Reverting now to the issue raised by this appeal, we do not think that any income received by Dr. Dunlap from the purchase and sale of stocks, bonds or other intangibles is material to this controversy.

In the supporting affidavits of the Company’s attorney upon which the order was issued, it is claimed that Dr. Dunlap is a stockholder and director of several insurance companies and that he “has been for a number of years, actively engaged as a nurseryman, horticulturist, service station operator and financier, either in his own name or in others’ names, for which enterprises the plaintiff has been, and is, furnishing management direction and as a result of which he is receiving considerable compensation, directly or indirectly.” It will be noted that there is no claim that Dr. Dunlap has received any commissions, salary or other income as a stockbroker or that he is engaged in such business.
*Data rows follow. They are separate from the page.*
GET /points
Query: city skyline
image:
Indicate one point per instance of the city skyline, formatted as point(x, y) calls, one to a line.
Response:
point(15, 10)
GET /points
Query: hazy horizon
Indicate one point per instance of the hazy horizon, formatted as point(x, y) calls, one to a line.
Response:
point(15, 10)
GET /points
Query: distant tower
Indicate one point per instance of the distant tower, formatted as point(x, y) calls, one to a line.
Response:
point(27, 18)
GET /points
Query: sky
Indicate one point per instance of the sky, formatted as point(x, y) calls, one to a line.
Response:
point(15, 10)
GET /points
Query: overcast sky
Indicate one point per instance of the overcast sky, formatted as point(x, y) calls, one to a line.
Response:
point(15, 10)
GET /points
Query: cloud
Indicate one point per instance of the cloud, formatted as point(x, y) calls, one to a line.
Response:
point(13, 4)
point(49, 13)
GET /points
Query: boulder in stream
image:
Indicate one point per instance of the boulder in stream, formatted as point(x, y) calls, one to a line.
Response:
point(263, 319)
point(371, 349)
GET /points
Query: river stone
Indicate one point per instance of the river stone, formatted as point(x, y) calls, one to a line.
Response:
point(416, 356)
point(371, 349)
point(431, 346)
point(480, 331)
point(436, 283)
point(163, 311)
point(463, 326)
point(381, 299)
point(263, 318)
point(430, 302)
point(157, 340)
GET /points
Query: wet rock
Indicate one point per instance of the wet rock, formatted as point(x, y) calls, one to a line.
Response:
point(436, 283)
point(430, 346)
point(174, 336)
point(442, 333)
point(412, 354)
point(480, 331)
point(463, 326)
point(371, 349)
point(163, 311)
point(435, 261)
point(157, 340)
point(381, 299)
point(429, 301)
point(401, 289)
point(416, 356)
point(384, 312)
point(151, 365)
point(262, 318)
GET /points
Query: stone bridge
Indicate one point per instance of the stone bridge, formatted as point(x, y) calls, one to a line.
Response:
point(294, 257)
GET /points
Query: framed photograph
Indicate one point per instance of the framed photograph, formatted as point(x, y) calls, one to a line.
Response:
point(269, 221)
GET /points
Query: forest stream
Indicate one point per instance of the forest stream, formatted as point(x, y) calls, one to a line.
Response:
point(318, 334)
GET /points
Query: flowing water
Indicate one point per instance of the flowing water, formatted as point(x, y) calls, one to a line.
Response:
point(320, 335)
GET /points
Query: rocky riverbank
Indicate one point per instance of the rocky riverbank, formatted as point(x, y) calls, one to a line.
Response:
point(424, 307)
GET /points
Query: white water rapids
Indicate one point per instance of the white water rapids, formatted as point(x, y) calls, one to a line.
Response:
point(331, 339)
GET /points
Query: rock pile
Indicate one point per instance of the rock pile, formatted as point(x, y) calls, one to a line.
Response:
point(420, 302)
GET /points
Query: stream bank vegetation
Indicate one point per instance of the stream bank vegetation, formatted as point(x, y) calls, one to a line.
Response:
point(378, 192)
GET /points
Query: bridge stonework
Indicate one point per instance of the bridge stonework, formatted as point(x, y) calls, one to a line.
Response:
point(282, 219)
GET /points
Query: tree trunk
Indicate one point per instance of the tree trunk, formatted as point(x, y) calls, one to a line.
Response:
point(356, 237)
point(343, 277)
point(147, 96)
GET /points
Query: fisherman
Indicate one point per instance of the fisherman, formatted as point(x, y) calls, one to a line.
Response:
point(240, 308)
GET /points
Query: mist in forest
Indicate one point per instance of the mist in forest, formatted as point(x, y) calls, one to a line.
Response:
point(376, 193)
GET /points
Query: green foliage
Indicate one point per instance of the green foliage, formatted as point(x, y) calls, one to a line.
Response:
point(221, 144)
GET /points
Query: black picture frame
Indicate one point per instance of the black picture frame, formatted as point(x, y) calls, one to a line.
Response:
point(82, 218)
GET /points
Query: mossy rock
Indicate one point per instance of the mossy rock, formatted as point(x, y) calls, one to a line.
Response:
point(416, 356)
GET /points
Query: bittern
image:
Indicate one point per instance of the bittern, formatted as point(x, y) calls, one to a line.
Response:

The fact that an insured receives income from sources other than work or occupation does not preclude his recovery of disability benefits. Annotations 149 A. L. R., page 67; 153 A. L. R., page 437. In Appleman, Insurance Law and Practice, Volume I, page 863, it is stated that “the fact that one has a private income from investments which he actively supervises will not deprive him of protection.” The insurer’s contention here would lead to the strange result that a bedridden professional man is not totally disabled from performing gainful work because he receives a substantial income from purchasing and selling stocks and bonds.
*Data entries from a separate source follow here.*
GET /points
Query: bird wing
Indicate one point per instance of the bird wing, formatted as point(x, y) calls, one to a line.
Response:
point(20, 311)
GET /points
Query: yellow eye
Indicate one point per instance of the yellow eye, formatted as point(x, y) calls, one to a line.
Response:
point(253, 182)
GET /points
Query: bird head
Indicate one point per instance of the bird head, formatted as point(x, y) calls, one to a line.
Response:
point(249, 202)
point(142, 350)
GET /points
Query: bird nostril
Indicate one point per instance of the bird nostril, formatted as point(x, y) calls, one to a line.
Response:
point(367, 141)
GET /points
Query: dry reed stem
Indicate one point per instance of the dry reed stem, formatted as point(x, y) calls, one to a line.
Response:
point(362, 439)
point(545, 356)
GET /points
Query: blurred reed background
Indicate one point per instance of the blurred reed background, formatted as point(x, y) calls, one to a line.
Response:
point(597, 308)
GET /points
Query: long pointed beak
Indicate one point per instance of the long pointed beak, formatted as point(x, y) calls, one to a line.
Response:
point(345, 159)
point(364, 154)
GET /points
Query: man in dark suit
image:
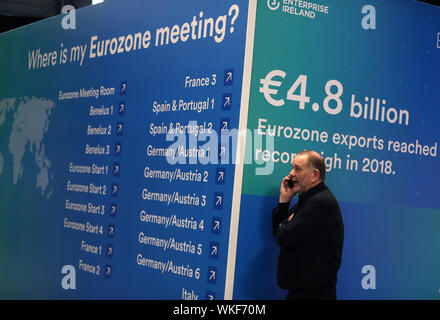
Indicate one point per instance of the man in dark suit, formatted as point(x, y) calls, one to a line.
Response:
point(310, 234)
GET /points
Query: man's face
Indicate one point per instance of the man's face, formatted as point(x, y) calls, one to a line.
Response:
point(303, 176)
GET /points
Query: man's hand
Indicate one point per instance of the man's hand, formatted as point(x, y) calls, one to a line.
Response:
point(286, 193)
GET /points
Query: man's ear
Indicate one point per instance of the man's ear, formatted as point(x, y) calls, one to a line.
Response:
point(316, 174)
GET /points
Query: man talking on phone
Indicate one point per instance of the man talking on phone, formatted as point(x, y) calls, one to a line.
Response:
point(310, 234)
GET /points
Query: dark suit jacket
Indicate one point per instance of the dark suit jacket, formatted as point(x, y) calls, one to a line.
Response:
point(311, 243)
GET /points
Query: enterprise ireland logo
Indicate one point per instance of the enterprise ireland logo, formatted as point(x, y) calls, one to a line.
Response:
point(273, 4)
point(303, 8)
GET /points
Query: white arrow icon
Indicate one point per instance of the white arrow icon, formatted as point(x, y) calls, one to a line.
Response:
point(229, 77)
point(266, 82)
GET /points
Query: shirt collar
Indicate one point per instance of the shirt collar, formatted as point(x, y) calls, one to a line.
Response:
point(305, 195)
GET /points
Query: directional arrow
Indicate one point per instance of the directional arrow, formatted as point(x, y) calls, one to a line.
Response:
point(229, 76)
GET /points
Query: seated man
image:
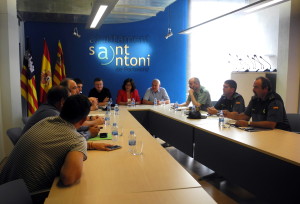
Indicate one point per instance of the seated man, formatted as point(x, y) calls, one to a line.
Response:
point(266, 108)
point(56, 97)
point(230, 100)
point(198, 95)
point(157, 92)
point(79, 85)
point(74, 89)
point(52, 148)
point(93, 100)
point(100, 92)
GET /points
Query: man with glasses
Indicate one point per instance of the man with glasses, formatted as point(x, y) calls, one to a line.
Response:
point(198, 95)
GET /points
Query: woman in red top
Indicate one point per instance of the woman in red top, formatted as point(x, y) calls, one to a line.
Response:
point(127, 93)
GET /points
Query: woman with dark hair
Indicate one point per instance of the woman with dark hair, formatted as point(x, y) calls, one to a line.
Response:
point(127, 93)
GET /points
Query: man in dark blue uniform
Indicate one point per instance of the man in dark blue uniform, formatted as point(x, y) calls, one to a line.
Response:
point(266, 108)
point(230, 100)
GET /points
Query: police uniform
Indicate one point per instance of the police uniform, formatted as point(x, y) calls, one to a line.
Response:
point(235, 104)
point(271, 109)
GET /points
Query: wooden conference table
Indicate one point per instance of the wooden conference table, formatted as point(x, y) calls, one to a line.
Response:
point(119, 177)
point(266, 162)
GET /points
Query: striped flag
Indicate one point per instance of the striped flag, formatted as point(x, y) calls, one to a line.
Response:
point(60, 70)
point(28, 86)
point(46, 76)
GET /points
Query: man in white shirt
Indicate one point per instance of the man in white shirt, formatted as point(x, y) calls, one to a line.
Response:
point(157, 92)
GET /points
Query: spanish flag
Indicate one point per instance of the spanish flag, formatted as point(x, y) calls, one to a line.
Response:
point(46, 76)
point(28, 86)
point(60, 70)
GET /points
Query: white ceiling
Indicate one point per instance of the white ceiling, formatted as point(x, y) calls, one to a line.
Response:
point(77, 11)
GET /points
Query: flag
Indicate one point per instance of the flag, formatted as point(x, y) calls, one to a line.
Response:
point(28, 86)
point(46, 81)
point(60, 70)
*211In Equitable Life Assurance Co. of United States v. Neill, 5 Cir., 243 F. (2d) 193, the Company after paying to the insured, a dentist, disability benefits for almost twenty years discontinued doing so upon the ground that he was gainfully employed in other work. Suit by the insured followed. During the period of asserted disability, this dentist became a partner with another in an automatic laundry equipment business in which he invested $10,000.00. After the business was operated as a partnership for several years, it was incorporated and the dentist made secretary and treasurer. Thereafter he sold his stock in the corporation for approximately $45,000.00. During the time he was connected with this business he went to the office when he felt like it and there answered the telephone, occasionally wrote and signed letters and checks, and frequently approved purchase orders and consulted with his associate. For these intermittent .activities he received no compensation and had no specific duties to perform. The Court held that the issue of total disability was properly submitted to the jury.
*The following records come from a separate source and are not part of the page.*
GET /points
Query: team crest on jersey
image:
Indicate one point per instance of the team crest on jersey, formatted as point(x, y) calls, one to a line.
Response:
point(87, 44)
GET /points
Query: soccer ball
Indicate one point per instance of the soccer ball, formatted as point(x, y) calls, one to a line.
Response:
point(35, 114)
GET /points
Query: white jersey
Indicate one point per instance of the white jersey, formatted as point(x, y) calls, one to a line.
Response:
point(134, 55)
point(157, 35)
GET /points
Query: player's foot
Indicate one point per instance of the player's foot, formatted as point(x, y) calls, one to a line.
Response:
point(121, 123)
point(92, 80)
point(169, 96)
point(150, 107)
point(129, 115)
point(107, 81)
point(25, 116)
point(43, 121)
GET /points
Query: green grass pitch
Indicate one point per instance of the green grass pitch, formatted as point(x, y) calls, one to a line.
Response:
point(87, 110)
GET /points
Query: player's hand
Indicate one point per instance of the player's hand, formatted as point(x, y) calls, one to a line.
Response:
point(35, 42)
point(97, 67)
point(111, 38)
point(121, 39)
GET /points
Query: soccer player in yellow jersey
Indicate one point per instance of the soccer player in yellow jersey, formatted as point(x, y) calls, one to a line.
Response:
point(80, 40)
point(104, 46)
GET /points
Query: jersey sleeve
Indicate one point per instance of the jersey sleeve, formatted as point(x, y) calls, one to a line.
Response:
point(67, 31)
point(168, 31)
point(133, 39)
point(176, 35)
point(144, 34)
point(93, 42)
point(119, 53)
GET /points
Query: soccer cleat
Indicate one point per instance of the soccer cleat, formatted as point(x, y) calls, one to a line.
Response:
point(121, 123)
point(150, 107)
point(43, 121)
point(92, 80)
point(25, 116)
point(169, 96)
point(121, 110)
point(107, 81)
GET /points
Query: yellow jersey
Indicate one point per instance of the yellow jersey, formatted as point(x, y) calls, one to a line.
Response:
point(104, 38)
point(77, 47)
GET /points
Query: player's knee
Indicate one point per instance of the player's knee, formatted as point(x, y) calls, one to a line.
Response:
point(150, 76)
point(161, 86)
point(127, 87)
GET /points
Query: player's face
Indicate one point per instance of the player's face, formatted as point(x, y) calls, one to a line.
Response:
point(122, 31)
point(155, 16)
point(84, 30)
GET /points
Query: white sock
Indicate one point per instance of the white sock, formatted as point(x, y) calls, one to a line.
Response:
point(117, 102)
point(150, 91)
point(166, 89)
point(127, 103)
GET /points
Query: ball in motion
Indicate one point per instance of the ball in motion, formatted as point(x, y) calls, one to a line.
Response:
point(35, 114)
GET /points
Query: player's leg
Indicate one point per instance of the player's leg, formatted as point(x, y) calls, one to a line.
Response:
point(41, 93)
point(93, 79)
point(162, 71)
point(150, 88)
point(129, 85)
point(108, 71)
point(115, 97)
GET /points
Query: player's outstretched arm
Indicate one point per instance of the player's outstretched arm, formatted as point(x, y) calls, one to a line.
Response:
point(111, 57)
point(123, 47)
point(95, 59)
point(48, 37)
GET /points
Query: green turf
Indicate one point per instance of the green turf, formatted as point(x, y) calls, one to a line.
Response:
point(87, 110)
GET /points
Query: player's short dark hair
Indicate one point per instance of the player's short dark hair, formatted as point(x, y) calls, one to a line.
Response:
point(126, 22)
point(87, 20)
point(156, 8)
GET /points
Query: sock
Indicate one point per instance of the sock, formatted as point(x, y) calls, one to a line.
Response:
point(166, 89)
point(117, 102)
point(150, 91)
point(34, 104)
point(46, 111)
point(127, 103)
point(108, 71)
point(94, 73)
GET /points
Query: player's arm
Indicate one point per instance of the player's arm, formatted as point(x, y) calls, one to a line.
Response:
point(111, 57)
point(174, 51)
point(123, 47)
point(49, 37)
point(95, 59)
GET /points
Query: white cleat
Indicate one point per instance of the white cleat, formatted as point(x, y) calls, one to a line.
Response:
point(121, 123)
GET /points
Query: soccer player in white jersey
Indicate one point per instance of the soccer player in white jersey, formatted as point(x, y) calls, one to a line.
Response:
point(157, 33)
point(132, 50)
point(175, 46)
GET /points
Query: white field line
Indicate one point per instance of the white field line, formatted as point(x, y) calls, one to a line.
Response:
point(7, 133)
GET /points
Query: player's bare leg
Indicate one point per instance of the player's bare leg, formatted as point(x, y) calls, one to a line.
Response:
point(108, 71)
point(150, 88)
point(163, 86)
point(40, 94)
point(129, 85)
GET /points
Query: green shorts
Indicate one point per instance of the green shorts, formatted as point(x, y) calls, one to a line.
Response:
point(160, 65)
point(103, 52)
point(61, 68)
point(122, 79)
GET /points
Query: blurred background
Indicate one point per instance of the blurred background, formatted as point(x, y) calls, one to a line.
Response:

There is nothing in Anair v. Mutual Life Insurance Company of New York, 114 Vt. 217, 42 A. (2d) 423, 433, 159 A. L. R. 547, cited by counsel for the company, which militates against the above conclusion. In that case a lawyer suffered a nervous breakdown and was unable to pursue her profession. She then traded a farm which she owned for an apartment house and undertook to manage it. She was able to perform some but not all of the managerial duties and at times had to have the assistance of others. It was held that the question of total disability was properly submitted to the jury. The Court there stated: “It is universally held that the fact that an insured receives income from his investments does not deprive him of his right of recovery under a total disability provision.”

It is argued that the extent of this pre-trial examination was addressed to the Judge’s discretion but a party cannot be required to submit to an examination as to matters wholly irrelevant to the issues involved.

*212The--exceptions''áre", sustained, and ..that”, portion 'of the •order' appealed from is reversed.

Stukes, C. J., and Taylor, Legge and Moss, J. J., concur.